И он взглянул в себя и увидел, что он не вздрогнул[не] побледнел, не оторвался от книги и не прошелся в тоске по комнате, стискивая холеные пальцы и бессознательным взором[просияв] [на] окна и книги, а остался на месте и не изменился.
[нрзб] против власти и постыдности власти вида.
Уйди… уйди, тихо с оттенком тоски произнес Воейков, он закрыл глаза рукой и даже откинулся назад на кресло, долго не шевелился.
И вспомнилось ему, когда он был маленьким, как ясно голубыми были его глаза, как ясна была его душа… туманящее дыхание власти вида не коснулось их. И образ его с ясно голубыми глазами[проплыл] и грустно[всплыл] перед ним с едва уловимым упреком.
Вот когда-то – когда я был маленьким и у меня были большие голубые глаза, я, помню, восторгался рисунком женской руки с мягкими тонкими очертаниями.

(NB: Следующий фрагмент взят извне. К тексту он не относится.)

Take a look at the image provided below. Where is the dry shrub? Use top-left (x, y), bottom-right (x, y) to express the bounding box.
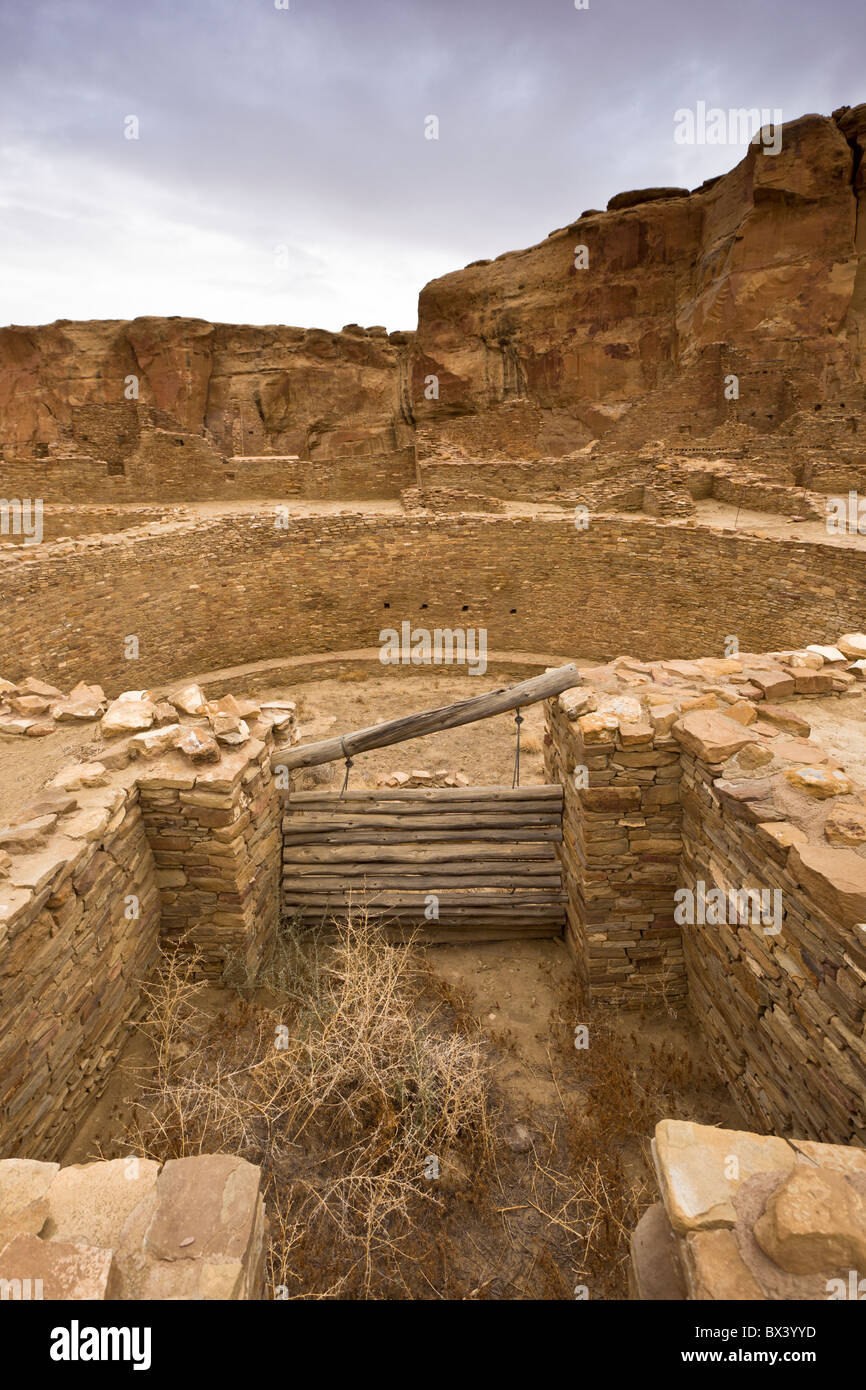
top-left (129, 913), bottom-right (492, 1298)
top-left (530, 990), bottom-right (717, 1298)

Человеческая рука казалась каким-то звуком, долетавшим из царства красоты. То же самое – человеческое лицо. Сильный изгиб бровей, черный быстрый взор, сочетавшиеся в кудри темные волосы – все это так мне нравилось. Но разве это не было простым проявлением какого-то антропоморфизма в эстетических идеалах и вкусах?

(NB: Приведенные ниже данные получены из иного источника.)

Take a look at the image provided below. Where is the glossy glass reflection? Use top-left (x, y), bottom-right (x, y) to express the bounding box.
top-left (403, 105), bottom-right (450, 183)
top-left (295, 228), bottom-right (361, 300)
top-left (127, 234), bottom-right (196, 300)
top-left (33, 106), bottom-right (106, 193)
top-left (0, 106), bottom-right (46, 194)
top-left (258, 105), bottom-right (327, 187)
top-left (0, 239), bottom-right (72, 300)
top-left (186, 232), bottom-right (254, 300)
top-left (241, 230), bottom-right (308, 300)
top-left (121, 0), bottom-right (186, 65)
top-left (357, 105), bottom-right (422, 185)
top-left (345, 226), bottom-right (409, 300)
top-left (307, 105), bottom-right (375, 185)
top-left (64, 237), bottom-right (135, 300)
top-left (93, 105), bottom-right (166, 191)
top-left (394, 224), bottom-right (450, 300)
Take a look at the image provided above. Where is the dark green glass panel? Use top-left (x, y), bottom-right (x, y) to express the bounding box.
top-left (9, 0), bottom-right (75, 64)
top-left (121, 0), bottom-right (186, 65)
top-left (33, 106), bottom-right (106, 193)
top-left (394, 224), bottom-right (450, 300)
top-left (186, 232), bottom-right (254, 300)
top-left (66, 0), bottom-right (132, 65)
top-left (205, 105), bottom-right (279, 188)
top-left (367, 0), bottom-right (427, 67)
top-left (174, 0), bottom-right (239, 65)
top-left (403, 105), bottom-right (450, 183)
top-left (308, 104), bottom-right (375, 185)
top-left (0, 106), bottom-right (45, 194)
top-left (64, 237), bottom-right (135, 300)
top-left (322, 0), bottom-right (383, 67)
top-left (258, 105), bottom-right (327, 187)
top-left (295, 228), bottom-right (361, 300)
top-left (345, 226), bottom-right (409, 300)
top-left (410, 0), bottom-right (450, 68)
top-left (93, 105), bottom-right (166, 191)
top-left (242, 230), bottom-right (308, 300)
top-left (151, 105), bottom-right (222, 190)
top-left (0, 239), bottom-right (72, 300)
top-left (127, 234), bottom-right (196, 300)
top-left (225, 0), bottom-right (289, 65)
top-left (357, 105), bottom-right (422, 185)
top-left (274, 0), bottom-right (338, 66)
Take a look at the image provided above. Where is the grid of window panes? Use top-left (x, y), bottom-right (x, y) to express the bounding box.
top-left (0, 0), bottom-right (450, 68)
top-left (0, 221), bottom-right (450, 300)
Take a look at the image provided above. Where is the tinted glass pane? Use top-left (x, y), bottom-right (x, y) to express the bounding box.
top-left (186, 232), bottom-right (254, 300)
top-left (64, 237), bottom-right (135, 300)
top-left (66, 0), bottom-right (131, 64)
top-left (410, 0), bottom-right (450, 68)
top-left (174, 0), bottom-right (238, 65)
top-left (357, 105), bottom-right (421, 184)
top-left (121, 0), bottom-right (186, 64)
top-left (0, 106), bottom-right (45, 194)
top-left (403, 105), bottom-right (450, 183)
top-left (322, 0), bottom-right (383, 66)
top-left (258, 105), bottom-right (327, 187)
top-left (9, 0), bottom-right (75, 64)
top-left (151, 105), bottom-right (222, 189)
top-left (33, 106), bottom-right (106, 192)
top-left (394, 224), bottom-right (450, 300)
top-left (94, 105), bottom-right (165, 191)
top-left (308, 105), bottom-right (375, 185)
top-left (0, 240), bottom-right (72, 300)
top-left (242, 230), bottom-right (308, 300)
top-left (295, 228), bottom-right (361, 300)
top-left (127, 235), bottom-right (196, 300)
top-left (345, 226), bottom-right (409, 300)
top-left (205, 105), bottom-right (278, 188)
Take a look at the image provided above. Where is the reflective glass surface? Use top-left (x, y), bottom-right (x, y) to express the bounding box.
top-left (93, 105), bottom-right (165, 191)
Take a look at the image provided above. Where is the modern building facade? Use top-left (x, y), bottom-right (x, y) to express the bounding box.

Разве это не значит, что если бы я был бы воробьем, то я должен был бы восторгаться корявой лапой и толстым клювом. А я хочу другого критерия общего, вне видового. Неужели только потому, что по независящим от эстетических принципов основаниям мое эстетическое «я» сочетало с этой рукой и этим лицом, я должен считать их красивыми и их именно считать упрямо воплощением духа красоты? Неужели нельзя выбрать более верной точки, более независимой от тех телесных форм, в которых воплощено мое «я»? Ах, боже мой, более того, если бы мог вид избрать такую точку суждения о прекрасном, значит согласиться на то, что, будь кожа всех людей покрыта струпьями, гляди из-под ресниц многих людей красные глазницы, я должен был бы принять эту кожу, покрытую струпьями, и эти глаза в крови воплощением духа прекрасного? О узкий, относительный взгляд!

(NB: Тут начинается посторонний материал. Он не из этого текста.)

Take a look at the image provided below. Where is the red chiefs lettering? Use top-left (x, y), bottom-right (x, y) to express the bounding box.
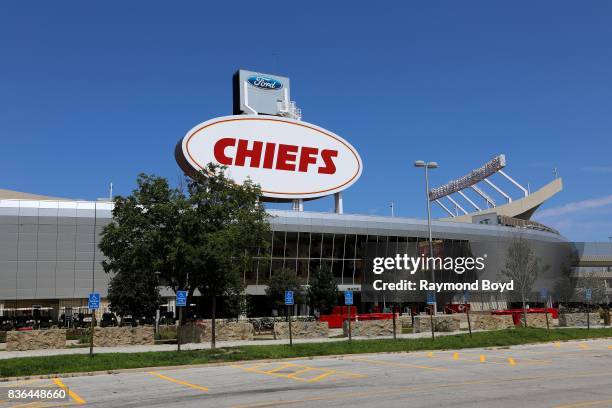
top-left (214, 137), bottom-right (338, 174)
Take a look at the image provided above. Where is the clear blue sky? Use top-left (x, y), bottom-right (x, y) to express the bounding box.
top-left (0, 1), bottom-right (612, 241)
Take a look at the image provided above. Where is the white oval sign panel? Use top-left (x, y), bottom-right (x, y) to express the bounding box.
top-left (176, 115), bottom-right (363, 200)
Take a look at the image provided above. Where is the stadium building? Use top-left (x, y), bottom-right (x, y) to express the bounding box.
top-left (0, 70), bottom-right (612, 318)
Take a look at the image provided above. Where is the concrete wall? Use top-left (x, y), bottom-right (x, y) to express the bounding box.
top-left (6, 330), bottom-right (66, 351)
top-left (181, 320), bottom-right (255, 343)
top-left (470, 315), bottom-right (514, 330)
top-left (413, 315), bottom-right (461, 333)
top-left (343, 319), bottom-right (402, 337)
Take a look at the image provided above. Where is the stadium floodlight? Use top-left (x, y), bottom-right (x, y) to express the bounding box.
top-left (414, 160), bottom-right (438, 169)
top-left (414, 160), bottom-right (438, 316)
top-left (428, 154), bottom-right (506, 201)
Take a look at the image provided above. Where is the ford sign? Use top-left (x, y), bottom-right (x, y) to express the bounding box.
top-left (175, 115), bottom-right (363, 200)
top-left (247, 75), bottom-right (283, 90)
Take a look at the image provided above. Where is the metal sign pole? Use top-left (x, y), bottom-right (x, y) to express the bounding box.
top-left (429, 306), bottom-right (436, 340)
top-left (465, 306), bottom-right (472, 337)
top-left (391, 306), bottom-right (397, 340)
top-left (584, 289), bottom-right (593, 330)
top-left (587, 301), bottom-right (591, 330)
top-left (349, 306), bottom-right (352, 342)
top-left (87, 292), bottom-right (100, 357)
top-left (463, 292), bottom-right (472, 337)
top-left (176, 306), bottom-right (183, 351)
top-left (285, 290), bottom-right (295, 346)
top-left (89, 312), bottom-right (95, 357)
top-left (287, 306), bottom-right (293, 346)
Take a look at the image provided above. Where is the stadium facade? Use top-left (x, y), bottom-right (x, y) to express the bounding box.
top-left (0, 190), bottom-right (612, 313)
top-left (0, 70), bottom-right (612, 317)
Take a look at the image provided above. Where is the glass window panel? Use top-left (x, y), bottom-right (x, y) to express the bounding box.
top-left (308, 258), bottom-right (321, 276)
top-left (297, 232), bottom-right (310, 259)
top-left (285, 232), bottom-right (298, 258)
top-left (310, 233), bottom-right (323, 259)
top-left (321, 234), bottom-right (334, 259)
top-left (344, 234), bottom-right (357, 259)
top-left (334, 234), bottom-right (346, 259)
top-left (297, 259), bottom-right (308, 283)
top-left (355, 235), bottom-right (368, 259)
top-left (272, 231), bottom-right (285, 258)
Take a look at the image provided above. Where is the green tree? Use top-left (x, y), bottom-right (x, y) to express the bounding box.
top-left (183, 164), bottom-right (270, 348)
top-left (99, 174), bottom-right (176, 317)
top-left (266, 268), bottom-right (304, 311)
top-left (308, 264), bottom-right (338, 314)
top-left (502, 237), bottom-right (544, 327)
top-left (108, 270), bottom-right (161, 323)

Каким-то жалким обрубком кажется мне рука, эти пальцы, почему их пять? Почему они такие плотные – не гибкие, коленчатые. О что за ego-morfism здорового человека, в естественных законах!
«А о чем говорит здесь история, прошлая жизнь человечества? История говорит, что некоторым отдельным в отдельные мгновения истории удавалось сбросить с себя цепи вида; и это сразу их так подымало над толпою безропотных рабов, что они делались гениями.
Платон, Шопенгауэр, Ньютон – все эти гении были свободны и были гениями, потому что были свободны.
А Декарт, а Спиноза, а Лейбниц? Что сделало их гениями? Независимость от вида, свободное состояние дало им возможность сохранить присущую детскому возрасту впечатлительность, способность к синтезу, расположению к схватыванию аналогий; словом, они только сохранили большую впечатлительность и подвижность ума; ум их был чувствительным прибором для улавливания аналогий, законосообразности, закономерного постоянства, и поэтому он ее улавливал там, где не улавливал ее обыкновенный человеческий ум с обычной чувствительностью. Dolus generis humani[12].
Ньютон как открыл свой бином? Он открыл его на простом рассматривании чисел, уловил своим более чувствительным умом закономерность там, где ее не видели другие. Вместе с тем независимость от вида позволяла им посвящать каждому данному предмету.
Вы удивляетесь красоте слабого, отклоняющего участие и сострадание сильного. Но как велика красота поступка, когда слабое конечное существо отклоняет участие и сострадание бесконечного существа? Не кажется ли вам тогда, что слабое конечное существо вырастает, выпадает из границ конечности и не становится ли оно тогда в вашем сознании, маленькое, конечное существо, рядом с великим бесконечным?